The Commission after conducting several studies, eliciting information, holding discussions and after detailed deliberations submitted its 1600-page report in January 1988. The report contains 247 recommendations spreading over 19 Chapters.

The main recommendations of the Commission with regard to Inter-State Council and its Secretariat were:

  1. It made the strong suggestion that Article 370 was not a transitory provision. This appears to have been made specifically in response to “one all-India political party” that demanded the deletion of Article 370 “in the interests of national integration.”
  2. It recommended that the residuary powers of legislation in regard to taxation matters should remain exclusively in the competence of Parliament while the residuary field other than that of taxation should be placed on the concurrent list.
  3. That the enforcement of Union laws, particularly those relating to the concurrent sphere, is secured through the machinery of the states.
  4. To ensure uniformity on the basic issues of national policy, with respect to the subject of a proposed legislation, consultations may be carried out with the state governments individually and collectively at the forum of the proposed Inter-Governmental Council. It was not recommended that the consultation be a constitutional obligation.
  5. Ordinarily, the Union should occupy only that much field of a concurrent subject on which uniformity of policy and action is essential in the larger interest of the nation, leaving the rest and details for state action.
  6. On administrative relations, Sarkaria made the following observation: “Federalism is more a functional arrangement for cooperative action, than a static institutional concept. Article 258 (power of the Union to confer powers etc on states in certain cases) provides a tool by the liberal use of which cooperative federalism can be substantially realised in the working of the system. A more generous use of this tool should be made than has hitherto been done, for progressive decentralisation of powers to the governments of the states.”
  7. On Article 356, it was recommended that it be used “very sparingly, in extreme cases, as a measure of last resort, when all other alternatives fail to prevent or rectify a breakdown of constitutional machinery in the state.

 

 

Punchhi Commission

The Government of India constituted a Commission on Centre-State Relations under the chairmanship of Justice Madan Mohan Punchhi, former Chief Justice of India on 27th April 2007 to look into the new issues of Centre-State relations keeping in view the changes that have taken place in the polity and economy of India since the Sarkaria Commission had last looked at the issue of Centre-State relations over two decades ago.

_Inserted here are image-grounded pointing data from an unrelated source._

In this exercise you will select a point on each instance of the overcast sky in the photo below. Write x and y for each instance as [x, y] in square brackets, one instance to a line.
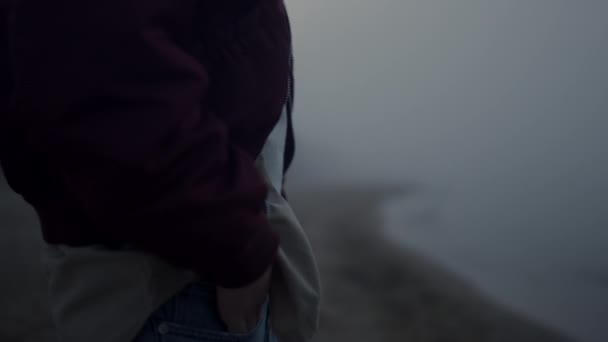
[500, 106]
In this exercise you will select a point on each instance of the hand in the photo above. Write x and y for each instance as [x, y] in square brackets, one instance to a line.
[240, 308]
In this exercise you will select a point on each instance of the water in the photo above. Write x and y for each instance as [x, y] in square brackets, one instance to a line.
[497, 112]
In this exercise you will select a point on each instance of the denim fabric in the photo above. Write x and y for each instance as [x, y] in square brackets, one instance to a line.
[191, 315]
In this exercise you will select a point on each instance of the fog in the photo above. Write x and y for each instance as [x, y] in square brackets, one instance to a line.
[495, 112]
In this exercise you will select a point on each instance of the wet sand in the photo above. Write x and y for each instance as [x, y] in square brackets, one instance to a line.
[373, 290]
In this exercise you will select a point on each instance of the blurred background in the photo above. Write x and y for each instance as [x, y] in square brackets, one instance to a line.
[452, 172]
[496, 112]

The Commission examined and reviewed the working of the existing arrangements between the Union and States, various pronouncements of the Courts in regard to powers, functions and responsibilities in all spheres including legislative relations, administrative relations, role of governors, emergency provisions, financial relations, economic and social planning, Panchayati Raj institutions, sharing of resources including inter-state river water etc.

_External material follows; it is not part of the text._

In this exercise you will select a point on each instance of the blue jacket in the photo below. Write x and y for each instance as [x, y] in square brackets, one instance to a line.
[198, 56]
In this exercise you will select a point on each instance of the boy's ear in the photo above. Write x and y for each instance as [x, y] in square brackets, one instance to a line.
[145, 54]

The Commission made 273 recommendations in its seven volume report presented to Government on 30 March 2010.

  Conclusion

 In India, the Centre-States relations constitute the core elements of the federalism. The Central Government and State Government cooperate for the well-being and safety of the citizens of India. They work together in the field of environmental protection, terror control, family control and socio-economic planning.

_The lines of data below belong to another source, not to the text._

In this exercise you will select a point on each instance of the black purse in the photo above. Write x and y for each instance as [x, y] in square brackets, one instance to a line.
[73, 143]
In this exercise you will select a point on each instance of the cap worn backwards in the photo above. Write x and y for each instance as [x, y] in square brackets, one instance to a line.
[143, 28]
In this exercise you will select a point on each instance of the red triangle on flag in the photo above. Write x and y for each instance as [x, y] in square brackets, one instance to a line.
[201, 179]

The Indian constitution aims at reconciling the national unity while giving the power to maintain state to the State governments. It is true that the union has been assigned larger powers than the state governments, but this is a question of degree and not quality, since all the essential features of a federation are present in the Indian constitution. It is often defined to be quasi-federal in nature.

Thus, it can be safely said that Indian Constitution is primarily federal in nature even though it has unique features that enable it to assume unitary features upon the time of need. Federal but its spirit is unitary.